Como observa o desembargador José Renato Nalini, o Judiciário trabalha basicamente com o passado: “Diante de uma ocorrência temporalmente situada aciona-se o Judiciário. Mediante o processo, ciência reconstrutiva, busca-se reconstituir o passado e suas circunstâncias. A melhor decisão seria aquela voltada à ressurreição do passado”.
Esse é o desafio ora enfrentado pelo Supremo tribunal Federal (STF) no julgamento dos planos econômicos. Esses planos, para quem não lembra, foram adotados de 1986 a 1991 para controlar uma inflação cada vez mais alta. Como recorriam a congelamentos de preços, precisavam ter regras de transição entre o período pré-plano, quando a inflação era alta, e o pós-plano, quando caía, pelo menos no início. Essas regras eram necessárias para alinhar os preços relativos, já que eles não mudam todos juntos, e corrigir o valor de ativos financeiros.

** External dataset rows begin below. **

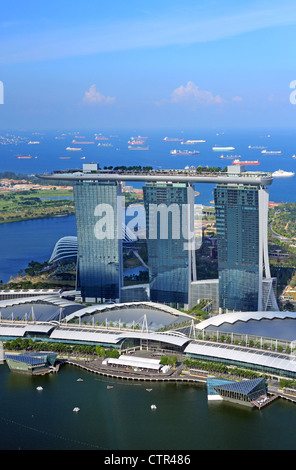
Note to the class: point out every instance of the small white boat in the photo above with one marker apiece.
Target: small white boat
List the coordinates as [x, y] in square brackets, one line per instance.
[282, 174]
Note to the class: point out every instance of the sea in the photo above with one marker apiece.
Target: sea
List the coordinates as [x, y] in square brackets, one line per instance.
[120, 418]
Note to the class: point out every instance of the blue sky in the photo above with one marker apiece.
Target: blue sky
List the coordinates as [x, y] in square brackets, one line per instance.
[115, 63]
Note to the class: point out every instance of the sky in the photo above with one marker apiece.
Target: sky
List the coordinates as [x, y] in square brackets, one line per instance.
[166, 63]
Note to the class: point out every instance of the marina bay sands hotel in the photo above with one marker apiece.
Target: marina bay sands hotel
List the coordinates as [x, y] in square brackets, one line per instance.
[241, 207]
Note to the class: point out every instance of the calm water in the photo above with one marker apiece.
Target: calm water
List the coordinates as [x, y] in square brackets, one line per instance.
[22, 242]
[50, 151]
[120, 418]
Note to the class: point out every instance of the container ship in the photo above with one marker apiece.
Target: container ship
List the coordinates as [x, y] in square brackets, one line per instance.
[184, 152]
[131, 147]
[271, 152]
[192, 142]
[223, 149]
[246, 162]
[282, 173]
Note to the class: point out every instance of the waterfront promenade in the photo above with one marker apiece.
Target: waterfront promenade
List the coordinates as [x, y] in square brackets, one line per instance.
[175, 374]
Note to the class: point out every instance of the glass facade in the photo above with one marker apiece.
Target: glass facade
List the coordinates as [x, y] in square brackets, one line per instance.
[99, 271]
[238, 238]
[169, 224]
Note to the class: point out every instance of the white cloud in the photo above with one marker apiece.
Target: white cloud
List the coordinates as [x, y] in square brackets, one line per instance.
[92, 96]
[191, 94]
[237, 99]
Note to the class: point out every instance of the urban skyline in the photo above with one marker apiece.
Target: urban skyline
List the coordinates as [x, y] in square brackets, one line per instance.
[241, 204]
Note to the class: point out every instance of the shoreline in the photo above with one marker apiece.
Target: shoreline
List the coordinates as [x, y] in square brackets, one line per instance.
[128, 375]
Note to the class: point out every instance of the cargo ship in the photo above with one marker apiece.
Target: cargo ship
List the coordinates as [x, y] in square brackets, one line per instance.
[282, 173]
[223, 149]
[184, 152]
[246, 162]
[256, 147]
[75, 142]
[271, 152]
[131, 147]
[192, 142]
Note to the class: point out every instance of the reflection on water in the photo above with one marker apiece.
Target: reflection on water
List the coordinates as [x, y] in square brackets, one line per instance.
[281, 329]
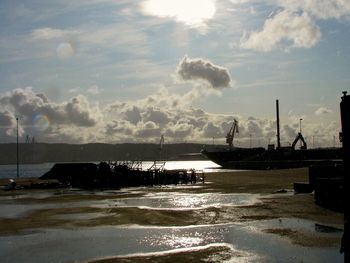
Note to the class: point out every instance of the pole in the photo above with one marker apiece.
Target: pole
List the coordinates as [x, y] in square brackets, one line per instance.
[17, 150]
[345, 138]
[278, 125]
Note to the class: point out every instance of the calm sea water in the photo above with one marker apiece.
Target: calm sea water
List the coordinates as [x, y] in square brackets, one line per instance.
[37, 170]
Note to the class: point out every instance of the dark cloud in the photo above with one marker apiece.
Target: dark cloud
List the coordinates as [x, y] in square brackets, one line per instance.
[200, 69]
[27, 104]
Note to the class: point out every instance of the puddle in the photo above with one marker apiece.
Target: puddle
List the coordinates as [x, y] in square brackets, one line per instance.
[64, 245]
[175, 200]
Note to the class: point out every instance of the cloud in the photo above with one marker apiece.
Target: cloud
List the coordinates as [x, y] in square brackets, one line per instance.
[322, 111]
[8, 123]
[94, 90]
[286, 26]
[192, 13]
[48, 33]
[322, 9]
[65, 50]
[77, 111]
[199, 69]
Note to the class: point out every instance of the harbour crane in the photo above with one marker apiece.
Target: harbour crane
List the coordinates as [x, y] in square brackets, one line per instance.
[231, 134]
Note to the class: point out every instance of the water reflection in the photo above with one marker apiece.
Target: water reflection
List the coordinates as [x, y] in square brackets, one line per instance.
[243, 244]
[176, 200]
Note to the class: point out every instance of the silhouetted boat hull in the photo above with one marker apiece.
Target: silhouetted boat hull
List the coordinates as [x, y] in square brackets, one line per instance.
[262, 159]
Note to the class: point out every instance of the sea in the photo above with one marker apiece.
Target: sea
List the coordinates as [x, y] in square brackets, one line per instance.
[78, 237]
[37, 170]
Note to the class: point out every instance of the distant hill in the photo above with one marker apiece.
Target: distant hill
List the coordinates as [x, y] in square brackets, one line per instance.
[44, 152]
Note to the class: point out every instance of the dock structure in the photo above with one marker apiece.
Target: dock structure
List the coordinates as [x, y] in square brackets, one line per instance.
[120, 174]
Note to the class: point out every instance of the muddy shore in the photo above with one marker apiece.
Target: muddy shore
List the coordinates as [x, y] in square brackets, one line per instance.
[276, 200]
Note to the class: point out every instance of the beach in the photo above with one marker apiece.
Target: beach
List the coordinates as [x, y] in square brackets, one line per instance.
[262, 204]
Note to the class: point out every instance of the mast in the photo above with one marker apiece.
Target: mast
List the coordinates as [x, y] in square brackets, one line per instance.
[278, 125]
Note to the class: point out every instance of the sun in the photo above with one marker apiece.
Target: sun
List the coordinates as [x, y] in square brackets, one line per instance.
[193, 13]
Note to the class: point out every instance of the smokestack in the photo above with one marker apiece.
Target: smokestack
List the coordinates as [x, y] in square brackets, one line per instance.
[278, 125]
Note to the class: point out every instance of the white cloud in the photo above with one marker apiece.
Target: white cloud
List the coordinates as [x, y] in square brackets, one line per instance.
[49, 33]
[286, 26]
[192, 13]
[94, 90]
[323, 9]
[322, 111]
[199, 69]
[65, 50]
[77, 111]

O objeto da disputa no STF são as regras de transição adotadas nos planos Bresser (1987), Verão (1989), e Collor I (1990) e II (1991). A ação judicial foi iniciada pelos detentores de depósitos de poupança, que argumentam que as regras de transição adotadas transferiram parte de seu patrimônio para os bancos. A reconstituição do passado que os poupadores defendem ser correta envolve, portanto, pagamento a receber dos bancos para desfazer a alegada transferência patrimonial.
A “ressurreição do passado” exige, nesse caso, responder a duas questões: houve perda para os poupadores? A perda, se ocorreu, beneficiou os bancos? Ainda que sejam necessárias, as respostas não são, no meu entender, suficientes. Assim, há que considerar também, de um lado, as circunstâncias, como lembra o desembargador Nalini, e, de outro, a factibilidade de ressuscitar o passado na realidade presente.
Em relação às duas primeiras questões, devem-se separar os planos. Em especial, nos Planos Collor I e II, o dinheiro dos poupadores estava quase integralmente depositado no Banco Central (valores acima de 50 mil cruzeiros novos, algo como R$ 13 mil em valores de hoje). Nesse sentido, os bancos não podem ter se beneficiado. De fato, o banco JP Morgan nota que eles ganharam 84% dos casos em que se julgou o mérito da questão.
Nos Planos Bresser e Verão, a regra de transição envolveu mudança no cálculo do IPC, o índice que corrigia os depósitos de poupança: a inflação do período pré-plano foi calculada usando não a média de preços no mês mais recente, mas os preços no último dia. Isso aumentou a inflação pré-plano e reduziu a pós-plano, mas não alterou a inflação acumulada nos dois meses. Nesse sentido, os bancos argumentam não ter havido perda para os poupadores, pois a menor correção de um mês teria sido compensada pela inflação mais alta do outro.
Nesse caso, portanto, teria havido perda apenas em casos excepcionais. Isso não significa, porém, que os bancos necessariamente ganharam, pois, por força de dispositivo legal, no mínimo 80% dos recursos da poupança são usados para financiamento imobiliário ou depositados no Banco Central. Como a correção do valor dos ativos obedeceu à mesma regra de transição aplicada à poupança, a perda, caso tenha ocorrido, terá beneficiado majoritariamente os clientes das instituições financeiras.
Há também circunstâncias a considerar. Nos quatro planos, a regra de transição foi instituída por lei de iniciativa do Executivo e aprovada pelo Congresso Nacional. Ou seja, os bancos apenas seguiram a lei. Se o STF decidir contrariamente aos bancos, portanto, estará criando difícil precedente, de punir um agente por ter seguido a lei em assunto de caráter puramente econômico. Isso coloca problemas do ponto de vista da segurança jurídica.
Por fim, devem pesar na balança as consequências da decisão para a sociedade como um todo. Se os bancos perderem, terão de retirar os recursos do próprio patrimônio, o que diminuirá a capacidade de emprestar. As estimativas dos valores envolvidos variam muito, pois dependem da abrangência da decisão (nacional ou estadual, todos os planos ou só alguns) das regras de atualização monetária e se e como incidirão juros de mora. Mesmo assim, são valores substanciais, que vão de R$ 25 bilhões a mais de R$ 300 bilhões – um terço do custo recairá sobre a Caixa.
De tudo isso, vê-se quão importante é ter deixado essa época para trás. Mais uma razão para celebrar este ano o aniversário de 20 anos do Plano Real, que não recorreu a esse tipo de medida.